Newsweek’s desperate CYA piece was published in the midst of mounting international pressure for the Myrotvorets list and its companion, the Ukrainian National Security and Defense Council’s Center for Countering Disinformation (CCD), to be shut down. That pressure includes vociferous, public demands by prominent retired U.S. military and intelligence professionals, including on platforms organized by this news service and the Schiller Institute, that the U.S. government must cut off all U.S. funding and cooperation with these operations, and discussion which has also begun within the U.S. Congress.
The Newsweek defense of Myrotvorets is so preposterous that it had to have been commissioned by some U.S. or British intelligence network panicking over the increasing coverage, internationally and inside the U.S., of the fascist nature of the Ukrainian regime receiving tens of billions of dollars and weapons from the United States and Europe.
The story was couched as a response to Rolling Stone magazine’s interview the day before with Pink Floyd founder Roger Waters, who is on both the Myrotvorets and CCD hit lists. Waters had countered Rolling Stone’s repetition of the NATO narrative on the Ukraine-Russia conflict by pointing to the threat to his life from these Ukrainian government operations, announcing that "I’m on a kill list that is supported by the Ukrainian government…. and they’ve killed people recently."

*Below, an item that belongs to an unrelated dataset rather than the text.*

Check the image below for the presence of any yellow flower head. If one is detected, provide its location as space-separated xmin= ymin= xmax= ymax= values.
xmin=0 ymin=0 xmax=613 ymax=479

Rolling Stone headlined the interview with the "Kill list" charge, which then was covered widely. Newsweek stepped in to save the fascists:
"Waters's characterization of the Mirotvorets website (if that is indeed the list he is referring to) as a `kill list’ is inaccurate. Mirotvorets does not advocate violence against those on its database, and there is no conclusive evidence that it's ever been used as a `kill list,’ as Waters claims. Also, while the list has been used by Ukrainian authorities and agencies to keep track of those whom they suspect of undermining Ukraine's sovereignty or promoting the Kremlin's agenda, it has no known or official links to the Ukrainian government."
Ironically, only a few weeks before, Myrotvorets celebrated on its news feed how it "has become an integral part of the sector ensuring Ukraine’s national security," and wrote proudly that "never has Myrotvorets cooperated so effectively with the state authorities of Ukraine as under Zelensky after 04/24/2022."